Verwijtbare werkloosheid
Welschen legt verder uit dat Jennifer haar recht op een WW-uitkering kan verliezen. Volgens de Werkloosheidswet moet ze voorkomen dat ze ‘verwijtbaar werkloos’ wordt. Het nemen van ontslag kan er namelijk toe leiden dat ze geen WW-uitkering ontvangt bij het beëindigen van haar dienstverband per 1 januari 2024. “De gevolgen van deze ontslagname kunnen ook invloed hebben op een mogelijke toekomstige WW-uitkering”, benadrukt Welschen.
Advies en nieuwe kansen
Jennifer vertelt Welschen dat ze mondeling een aanbod heeft gekregen voor een nieuwe baan, met een contract voor vijf maanden voor 18 uur per week. Welschen adviseert haar om dit mondelinge aanbod om te zetten in een schriftelijk contract om bewijsproblemen te voorkomen. Daarnaast is het cruciaal dat het nieuwe contract aansluitend begint op 1 januari 2024, voor minstens 26 weken, en dat de urenomvang zo dicht mogelijk bij de oude 23 uur per week ligt.
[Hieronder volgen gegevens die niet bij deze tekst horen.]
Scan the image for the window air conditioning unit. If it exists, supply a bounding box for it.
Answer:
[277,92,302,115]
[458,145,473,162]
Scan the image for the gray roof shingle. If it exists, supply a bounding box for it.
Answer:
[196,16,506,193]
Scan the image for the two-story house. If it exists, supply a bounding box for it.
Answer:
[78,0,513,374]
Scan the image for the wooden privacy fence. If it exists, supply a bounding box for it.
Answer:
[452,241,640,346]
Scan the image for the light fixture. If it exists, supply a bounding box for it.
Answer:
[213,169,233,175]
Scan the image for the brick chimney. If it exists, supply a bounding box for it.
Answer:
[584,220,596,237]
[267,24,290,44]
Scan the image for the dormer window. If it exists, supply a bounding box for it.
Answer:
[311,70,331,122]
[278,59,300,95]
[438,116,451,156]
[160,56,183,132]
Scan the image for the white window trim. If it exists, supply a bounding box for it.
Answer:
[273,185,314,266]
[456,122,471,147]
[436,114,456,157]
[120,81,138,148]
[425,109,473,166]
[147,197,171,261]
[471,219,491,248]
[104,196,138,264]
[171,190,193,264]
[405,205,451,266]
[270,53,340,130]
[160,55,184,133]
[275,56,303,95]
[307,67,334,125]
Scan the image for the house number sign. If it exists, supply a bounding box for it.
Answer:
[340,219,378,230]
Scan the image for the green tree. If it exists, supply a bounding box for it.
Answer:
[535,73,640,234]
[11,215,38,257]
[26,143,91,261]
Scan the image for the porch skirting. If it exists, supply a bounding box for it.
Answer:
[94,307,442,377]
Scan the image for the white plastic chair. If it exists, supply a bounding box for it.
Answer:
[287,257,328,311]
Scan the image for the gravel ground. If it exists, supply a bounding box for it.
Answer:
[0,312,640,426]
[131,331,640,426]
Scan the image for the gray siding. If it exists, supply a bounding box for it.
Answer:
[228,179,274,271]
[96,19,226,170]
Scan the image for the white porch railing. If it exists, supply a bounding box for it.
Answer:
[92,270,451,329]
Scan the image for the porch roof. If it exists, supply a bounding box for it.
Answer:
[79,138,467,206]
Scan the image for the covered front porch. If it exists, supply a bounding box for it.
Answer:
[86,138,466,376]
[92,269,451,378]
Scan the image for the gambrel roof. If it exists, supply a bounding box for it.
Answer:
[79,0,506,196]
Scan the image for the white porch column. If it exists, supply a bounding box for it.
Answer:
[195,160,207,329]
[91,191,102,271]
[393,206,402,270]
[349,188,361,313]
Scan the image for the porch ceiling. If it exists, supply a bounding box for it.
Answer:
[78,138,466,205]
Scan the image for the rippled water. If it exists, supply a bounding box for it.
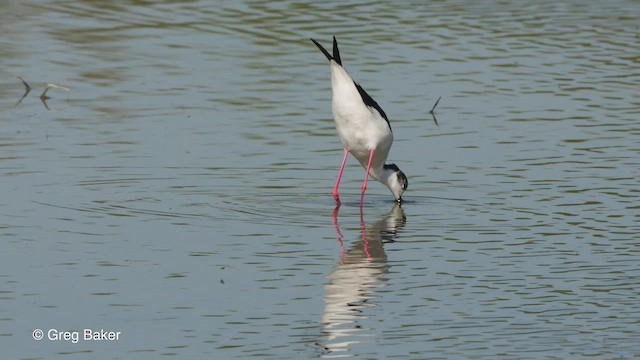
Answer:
[0,0,640,359]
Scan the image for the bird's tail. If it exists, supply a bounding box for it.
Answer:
[309,36,342,65]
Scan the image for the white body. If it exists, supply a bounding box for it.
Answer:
[330,60,393,183]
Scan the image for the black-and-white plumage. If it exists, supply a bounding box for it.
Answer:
[311,36,408,204]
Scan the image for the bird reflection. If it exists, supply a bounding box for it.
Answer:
[322,203,406,358]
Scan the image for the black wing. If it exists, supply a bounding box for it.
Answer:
[354,82,391,129]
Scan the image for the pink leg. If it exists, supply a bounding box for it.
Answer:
[360,149,376,204]
[333,148,349,205]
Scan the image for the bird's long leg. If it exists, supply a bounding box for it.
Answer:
[333,148,349,206]
[360,148,376,205]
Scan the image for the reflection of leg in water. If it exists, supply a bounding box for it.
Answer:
[321,204,406,357]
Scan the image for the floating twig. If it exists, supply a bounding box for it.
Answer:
[40,83,71,111]
[429,96,442,114]
[429,96,442,127]
[15,76,31,106]
[40,83,71,100]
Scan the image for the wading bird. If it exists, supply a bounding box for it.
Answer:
[311,36,409,205]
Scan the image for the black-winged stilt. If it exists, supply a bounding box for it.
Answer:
[311,36,409,205]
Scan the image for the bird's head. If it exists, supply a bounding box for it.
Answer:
[383,164,409,202]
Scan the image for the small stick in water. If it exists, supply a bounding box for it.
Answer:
[15,76,31,106]
[40,83,71,100]
[429,96,442,127]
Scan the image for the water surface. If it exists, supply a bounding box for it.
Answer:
[0,1,640,359]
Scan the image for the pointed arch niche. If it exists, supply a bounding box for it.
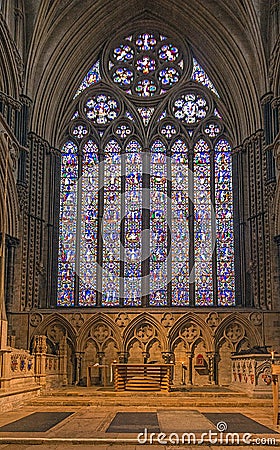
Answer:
[57,29,236,307]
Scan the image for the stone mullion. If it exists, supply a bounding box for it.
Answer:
[255,132,269,309]
[33,142,47,307]
[22,134,47,310]
[232,146,246,306]
[21,135,32,310]
[44,149,55,307]
[248,139,259,306]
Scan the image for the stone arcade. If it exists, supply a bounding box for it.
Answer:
[0,0,280,408]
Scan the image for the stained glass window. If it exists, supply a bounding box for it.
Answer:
[215,139,234,306]
[124,140,142,306]
[57,30,235,308]
[193,139,214,306]
[102,140,121,306]
[171,139,189,306]
[57,141,78,306]
[150,140,167,306]
[77,140,98,306]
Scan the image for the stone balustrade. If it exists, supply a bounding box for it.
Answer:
[231,354,280,397]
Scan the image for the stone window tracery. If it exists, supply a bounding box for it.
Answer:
[57,30,235,307]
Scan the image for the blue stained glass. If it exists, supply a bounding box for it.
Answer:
[102,139,121,306]
[171,139,189,306]
[57,141,78,306]
[150,140,167,306]
[79,140,99,306]
[215,139,235,306]
[192,58,219,97]
[124,140,142,306]
[194,139,213,306]
[74,61,101,98]
[135,33,157,51]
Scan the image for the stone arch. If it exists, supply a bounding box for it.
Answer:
[77,313,123,385]
[32,313,77,349]
[123,313,168,361]
[26,0,268,147]
[77,313,123,352]
[215,313,261,385]
[168,312,214,352]
[215,313,262,351]
[30,313,76,384]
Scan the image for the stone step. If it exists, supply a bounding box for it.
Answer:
[27,392,271,408]
[41,388,252,398]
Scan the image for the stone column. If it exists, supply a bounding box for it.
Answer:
[118,352,128,364]
[206,352,215,384]
[34,336,47,387]
[186,352,193,386]
[59,336,68,386]
[75,352,84,385]
[97,352,106,385]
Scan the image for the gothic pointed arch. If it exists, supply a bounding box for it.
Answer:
[123,313,168,352]
[57,25,235,307]
[33,312,77,348]
[77,313,123,352]
[168,312,214,352]
[215,313,262,351]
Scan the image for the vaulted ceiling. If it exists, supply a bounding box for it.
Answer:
[25,0,268,146]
Jennifer gaat met dit advies in gesprek met haar nieuwe werkgever, die openstaat voor de voorstellen. Uiteindelijk ontvangt ze een aansluitende arbeidsovereenkomst voor zeven maanden, voor 22 uur per week met hetzelfde salaris. De overige voorwaarden blijven gelijk, omdat dezelfde cao van toepassing is. Hiermee minimaliseert Jennifer haar WW-risico.
Jennifer is dankbaar voor de duidelijke uitleg en waardevolle adviezen van Welschen. Ze is goed voorbereid om haar ontslag goed te regelen en weet dat ze bij FBZ Rechtshulp terecht kan voor verdere ondersteuning.
*Namen van cliënten zijn fictief in verband met de privacy van de cliënt.